The evolution of Waxahatchee is one of modern music’s most satisfying journeys. From 2013’s rickety, wispy Cerulean Salt to Saint Cloud, her full-bodied shift to Americana in 2020, Katie Crutchfield has chronicled the ups and downs of existence in intimate but sweeping songs that needle at the point of it all. On Tigers Blood, she returns clear-eyed and spirited with a twisting country album of anthemic earworms that evoke long summer evenings, intimate chats and misty-eyed regret.
These are songs written by someone who has lived a life and found it all to be simultaneously complex and straightforward. There’s no narrative through-line: the album is a series of moments and feelings that reflect on the great tangle that is being alive. Crutchfield sings about the paradox of songwriting, her quickness to anger, friendships that teeter and crumble, loves that become clear in hindsight – as on Lone Star Lake: “My life’s been mapped out to a T / But I’m always a little lost.” She renders it all in a finely picked blend of country and punk, the prickliness of earlier records gently softening into a fine fuzz.

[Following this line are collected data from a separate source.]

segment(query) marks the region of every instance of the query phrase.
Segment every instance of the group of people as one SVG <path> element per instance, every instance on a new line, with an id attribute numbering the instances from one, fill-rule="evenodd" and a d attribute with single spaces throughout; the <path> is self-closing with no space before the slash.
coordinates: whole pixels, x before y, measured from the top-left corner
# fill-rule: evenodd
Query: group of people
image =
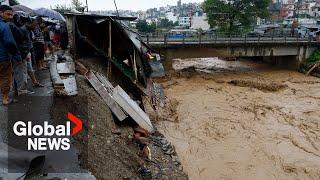
<path id="1" fill-rule="evenodd" d="M 41 17 L 19 16 L 10 6 L 0 6 L 0 90 L 3 105 L 9 105 L 17 96 L 33 93 L 27 88 L 28 76 L 33 87 L 43 87 L 34 69 L 47 69 L 44 61 L 48 55 L 46 52 L 53 53 L 60 44 L 61 48 L 67 48 L 60 33 L 53 33 L 56 28 Z M 60 27 L 57 30 L 60 31 Z M 15 92 L 13 98 L 9 97 L 11 90 Z"/>

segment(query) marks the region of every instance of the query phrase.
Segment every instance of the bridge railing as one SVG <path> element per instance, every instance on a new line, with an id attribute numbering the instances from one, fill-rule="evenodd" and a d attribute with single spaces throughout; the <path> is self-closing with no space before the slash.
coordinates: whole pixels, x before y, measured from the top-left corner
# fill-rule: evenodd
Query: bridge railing
<path id="1" fill-rule="evenodd" d="M 293 42 L 317 42 L 311 37 L 299 37 L 286 34 L 272 35 L 250 35 L 250 34 L 196 34 L 196 35 L 176 35 L 176 34 L 145 34 L 142 39 L 147 44 L 205 44 L 205 43 L 293 43 Z"/>

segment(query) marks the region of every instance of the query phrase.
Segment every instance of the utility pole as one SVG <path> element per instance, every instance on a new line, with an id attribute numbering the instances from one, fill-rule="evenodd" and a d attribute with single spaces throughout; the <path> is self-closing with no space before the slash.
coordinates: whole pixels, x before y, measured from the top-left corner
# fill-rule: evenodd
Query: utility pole
<path id="1" fill-rule="evenodd" d="M 86 0 L 87 12 L 89 12 L 88 0 Z"/>

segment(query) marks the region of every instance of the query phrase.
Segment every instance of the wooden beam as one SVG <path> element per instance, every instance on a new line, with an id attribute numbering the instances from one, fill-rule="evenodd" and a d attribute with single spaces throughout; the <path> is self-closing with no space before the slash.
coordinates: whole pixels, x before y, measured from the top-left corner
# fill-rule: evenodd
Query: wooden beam
<path id="1" fill-rule="evenodd" d="M 108 93 L 107 89 L 102 85 L 96 75 L 90 71 L 86 75 L 87 80 L 93 86 L 93 88 L 98 92 L 103 101 L 109 106 L 113 114 L 119 119 L 119 121 L 125 120 L 128 116 L 123 112 L 119 105 L 114 101 L 112 96 Z"/>
<path id="2" fill-rule="evenodd" d="M 133 70 L 134 70 L 134 83 L 138 81 L 138 70 L 137 70 L 137 61 L 136 61 L 136 49 L 133 48 Z"/>
<path id="3" fill-rule="evenodd" d="M 108 78 L 111 78 L 111 60 L 112 60 L 112 20 L 109 20 L 109 48 L 108 48 Z"/>

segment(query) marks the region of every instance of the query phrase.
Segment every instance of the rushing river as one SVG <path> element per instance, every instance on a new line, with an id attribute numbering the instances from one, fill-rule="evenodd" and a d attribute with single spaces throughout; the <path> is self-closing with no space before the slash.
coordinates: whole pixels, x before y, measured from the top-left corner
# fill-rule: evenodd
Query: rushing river
<path id="1" fill-rule="evenodd" d="M 252 61 L 177 59 L 157 126 L 191 180 L 319 179 L 320 79 Z M 174 83 L 173 83 L 174 82 Z"/>

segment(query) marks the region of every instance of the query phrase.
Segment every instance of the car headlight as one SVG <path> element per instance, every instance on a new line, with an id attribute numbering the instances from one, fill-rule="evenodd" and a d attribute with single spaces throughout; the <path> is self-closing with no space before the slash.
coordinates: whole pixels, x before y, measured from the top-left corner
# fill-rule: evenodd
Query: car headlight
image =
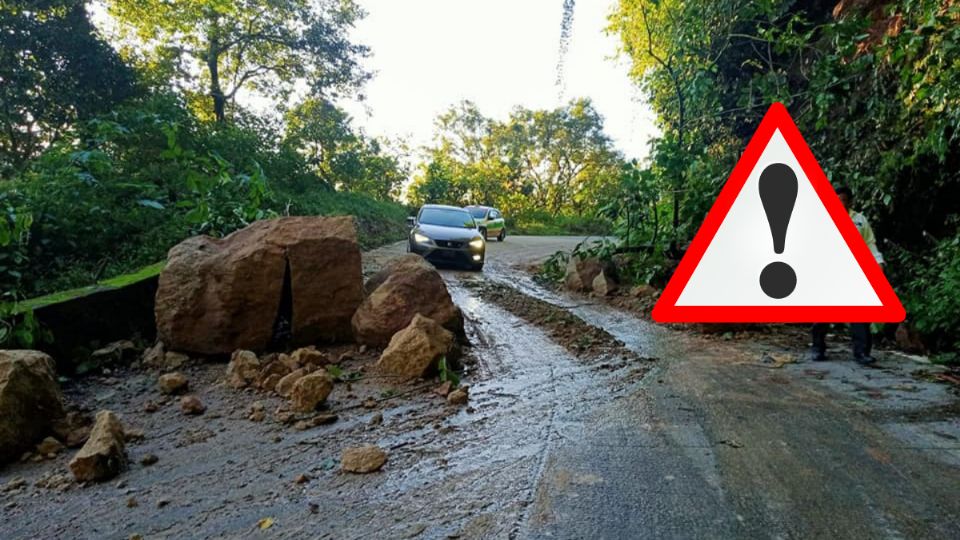
<path id="1" fill-rule="evenodd" d="M 470 247 L 480 249 L 483 247 L 483 238 L 474 238 L 470 241 Z"/>
<path id="2" fill-rule="evenodd" d="M 420 233 L 413 233 L 413 241 L 418 244 L 426 244 L 430 242 L 430 237 L 424 236 Z"/>

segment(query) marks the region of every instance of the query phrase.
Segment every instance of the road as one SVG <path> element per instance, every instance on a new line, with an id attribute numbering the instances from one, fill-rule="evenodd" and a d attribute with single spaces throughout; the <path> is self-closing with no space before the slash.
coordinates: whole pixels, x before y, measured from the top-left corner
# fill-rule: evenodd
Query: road
<path id="1" fill-rule="evenodd" d="M 335 424 L 293 431 L 247 421 L 252 400 L 277 402 L 225 388 L 222 365 L 186 369 L 210 411 L 189 420 L 173 403 L 143 412 L 153 374 L 68 385 L 72 400 L 116 410 L 146 436 L 119 482 L 32 487 L 66 455 L 0 470 L 0 485 L 31 486 L 0 495 L 0 537 L 960 538 L 960 407 L 918 377 L 928 366 L 884 352 L 878 369 L 771 364 L 765 355 L 802 351 L 776 334 L 661 327 L 521 271 L 581 240 L 511 236 L 489 244 L 483 273 L 442 270 L 473 344 L 468 408 L 364 380 L 335 390 Z M 494 285 L 527 300 L 507 309 L 484 296 Z M 518 316 L 537 301 L 632 356 L 576 354 Z M 376 409 L 360 405 L 369 396 Z M 358 443 L 388 450 L 383 471 L 337 471 L 340 450 Z M 159 463 L 137 465 L 147 452 Z M 299 474 L 309 482 L 294 484 Z"/>

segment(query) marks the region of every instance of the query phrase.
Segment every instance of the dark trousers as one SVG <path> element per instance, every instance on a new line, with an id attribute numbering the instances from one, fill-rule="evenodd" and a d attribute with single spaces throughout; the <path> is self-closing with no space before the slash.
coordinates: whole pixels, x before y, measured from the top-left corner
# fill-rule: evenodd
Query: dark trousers
<path id="1" fill-rule="evenodd" d="M 811 333 L 813 334 L 813 350 L 818 354 L 827 352 L 827 330 L 830 325 L 827 323 L 816 323 L 813 325 Z M 870 349 L 873 348 L 873 337 L 870 335 L 869 323 L 850 323 L 850 335 L 853 337 L 853 355 L 870 356 Z"/>

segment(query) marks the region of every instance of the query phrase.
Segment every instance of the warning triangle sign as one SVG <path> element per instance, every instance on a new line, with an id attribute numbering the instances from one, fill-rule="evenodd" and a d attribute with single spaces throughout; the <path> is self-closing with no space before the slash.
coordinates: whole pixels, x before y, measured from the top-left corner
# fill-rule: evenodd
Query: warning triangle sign
<path id="1" fill-rule="evenodd" d="M 770 106 L 653 308 L 658 322 L 899 322 L 803 136 Z"/>

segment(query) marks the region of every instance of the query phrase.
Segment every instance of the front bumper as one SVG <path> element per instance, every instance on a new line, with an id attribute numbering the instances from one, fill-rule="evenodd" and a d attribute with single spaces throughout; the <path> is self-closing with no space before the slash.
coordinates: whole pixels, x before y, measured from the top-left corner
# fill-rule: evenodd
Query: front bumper
<path id="1" fill-rule="evenodd" d="M 421 244 L 412 240 L 410 241 L 411 253 L 416 253 L 434 264 L 483 264 L 486 256 L 485 251 L 485 248 L 471 248 L 466 242 L 457 247 L 448 247 L 436 245 L 435 243 Z M 476 257 L 479 257 L 479 259 Z"/>

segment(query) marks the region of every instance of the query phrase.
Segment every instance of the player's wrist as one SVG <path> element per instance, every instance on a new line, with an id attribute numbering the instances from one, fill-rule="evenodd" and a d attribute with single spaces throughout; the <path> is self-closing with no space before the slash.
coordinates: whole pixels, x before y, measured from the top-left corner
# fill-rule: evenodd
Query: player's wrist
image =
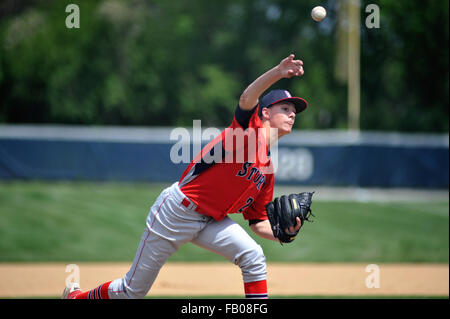
<path id="1" fill-rule="evenodd" d="M 272 70 L 274 73 L 275 81 L 281 80 L 286 77 L 285 74 L 283 74 L 283 68 L 281 64 L 278 64 Z"/>

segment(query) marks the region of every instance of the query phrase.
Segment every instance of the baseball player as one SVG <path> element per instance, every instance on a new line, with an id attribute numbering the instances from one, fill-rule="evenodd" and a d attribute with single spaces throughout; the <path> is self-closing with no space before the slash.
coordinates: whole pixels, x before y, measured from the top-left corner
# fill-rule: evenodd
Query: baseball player
<path id="1" fill-rule="evenodd" d="M 238 265 L 247 298 L 267 298 L 263 250 L 227 215 L 242 213 L 257 235 L 280 241 L 266 211 L 274 187 L 269 150 L 291 132 L 296 114 L 306 109 L 307 102 L 286 90 L 270 91 L 261 102 L 259 98 L 280 79 L 303 73 L 303 62 L 290 54 L 251 83 L 240 96 L 231 125 L 156 199 L 126 275 L 86 292 L 75 283 L 64 290 L 62 298 L 144 298 L 167 259 L 187 242 Z M 235 140 L 240 142 L 230 143 Z M 293 221 L 284 224 L 288 225 L 284 232 L 291 237 L 283 242 L 292 241 L 302 225 L 299 217 Z"/>

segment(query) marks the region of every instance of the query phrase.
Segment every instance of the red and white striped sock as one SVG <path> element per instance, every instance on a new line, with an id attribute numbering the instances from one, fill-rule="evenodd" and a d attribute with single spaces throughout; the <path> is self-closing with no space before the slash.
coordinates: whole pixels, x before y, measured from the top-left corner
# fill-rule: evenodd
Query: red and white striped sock
<path id="1" fill-rule="evenodd" d="M 267 280 L 244 283 L 245 298 L 267 299 Z"/>
<path id="2" fill-rule="evenodd" d="M 76 295 L 75 299 L 109 299 L 108 287 L 111 281 L 101 284 L 95 289 Z"/>

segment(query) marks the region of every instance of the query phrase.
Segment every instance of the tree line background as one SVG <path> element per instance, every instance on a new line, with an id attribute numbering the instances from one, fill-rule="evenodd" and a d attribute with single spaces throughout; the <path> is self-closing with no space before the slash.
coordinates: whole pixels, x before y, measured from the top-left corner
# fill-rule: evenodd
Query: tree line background
<path id="1" fill-rule="evenodd" d="M 80 28 L 68 29 L 68 4 Z M 364 22 L 370 4 L 380 28 Z M 289 53 L 281 80 L 303 129 L 347 128 L 339 0 L 4 0 L 0 123 L 229 125 L 242 90 Z M 448 0 L 361 1 L 361 129 L 448 132 Z M 314 22 L 312 7 L 327 18 Z"/>

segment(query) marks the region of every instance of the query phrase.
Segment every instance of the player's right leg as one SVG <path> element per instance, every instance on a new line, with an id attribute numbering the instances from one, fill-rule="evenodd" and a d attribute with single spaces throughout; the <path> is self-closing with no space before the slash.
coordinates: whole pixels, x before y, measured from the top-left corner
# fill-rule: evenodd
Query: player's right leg
<path id="1" fill-rule="evenodd" d="M 168 215 L 171 208 L 169 188 L 156 199 L 147 217 L 147 227 L 141 237 L 133 264 L 127 274 L 116 280 L 104 283 L 92 290 L 81 292 L 66 288 L 63 298 L 68 299 L 129 299 L 144 298 L 156 279 L 160 268 L 176 247 L 161 236 L 167 232 L 159 224 L 161 216 Z M 156 218 L 158 217 L 158 218 Z M 158 233 L 156 234 L 155 231 Z M 78 284 L 76 284 L 78 286 Z M 67 293 L 69 291 L 69 293 Z M 67 296 L 66 296 L 67 295 Z"/>
<path id="2" fill-rule="evenodd" d="M 123 278 L 113 280 L 109 285 L 109 298 L 144 298 L 161 267 L 176 250 L 170 241 L 146 229 L 130 270 Z"/>
<path id="3" fill-rule="evenodd" d="M 206 224 L 206 217 L 181 205 L 184 198 L 176 184 L 165 189 L 150 209 L 147 227 L 127 274 L 90 291 L 76 292 L 76 299 L 144 298 L 167 259 Z"/>
<path id="4" fill-rule="evenodd" d="M 145 229 L 133 264 L 122 278 L 82 292 L 78 284 L 67 287 L 63 299 L 141 299 L 150 290 L 159 270 L 176 248 L 170 241 Z"/>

Along with rousing melodies and galloping choruses, Crutchfield plays with cliche and mixes metaphors (particularly on Crowbar, endlessly winking at itself). The lyrical effect is a kind of mind maze: concentrate too hard and you’ll tie yourself in knots, but look at it out of the corner of your eye and it swims into focus. Crutchfield has said that after the sobriety glow-up of Saint Cloud, there’s no major narrative attached to Tigers Blood, an album that comes across more like a good feeling than a statement.